Disclaimer: I used to teach Cell programming classes for people who were looking to do HPC on the blades.
Cell failed. But the reasons behind the failure are more interesting.
The obvious answer is that it was hard to program. On a single chip you had the PowerPC processor and 8 SPUs. Communication was through mailboxes for small messages and DMA transfers for larger messages. To get the most out of a chip you had to juggle all 9 processor elements at the same time, try to vectorize all of your ops, and keep the memory moving while you were doing computation. That is the recipe for success for most architectures - keeping everything as utilized as possible. But it is also hard to do on most architectures, and the embedded nature of Cell made it that much more difficult.

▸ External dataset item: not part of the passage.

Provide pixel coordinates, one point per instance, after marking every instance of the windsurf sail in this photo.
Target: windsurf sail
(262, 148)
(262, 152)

There were better software tools in the works for people who didn't want to drop down to the SPU intrinsic level to program. There were better chips in the works too; more SPUs, stronger PowerPC cores, and better communications with main memory. Those things did not come to fruition because IBM was looking to cut expenses to keep profits high (instead of boosting revenue). The Cell project was killed when a new VP known for cost cutting came in. We finally had a good Cell blade to sell (QS22 - two chips, 32GB RAM, fully pipelined double precision, etc.) and that lasted four months before the project got whacked. And we lost a lot of good people as a result. (That VP, Bob Moffat, was part of the Galleon insider trading scandal.)
So yes, Cell failed. But not necessarily for the obvious reasons. IBM has been on a great cost cutting binge the past few years - it lets them meet their earnings per share targets. But it causes collateral damage.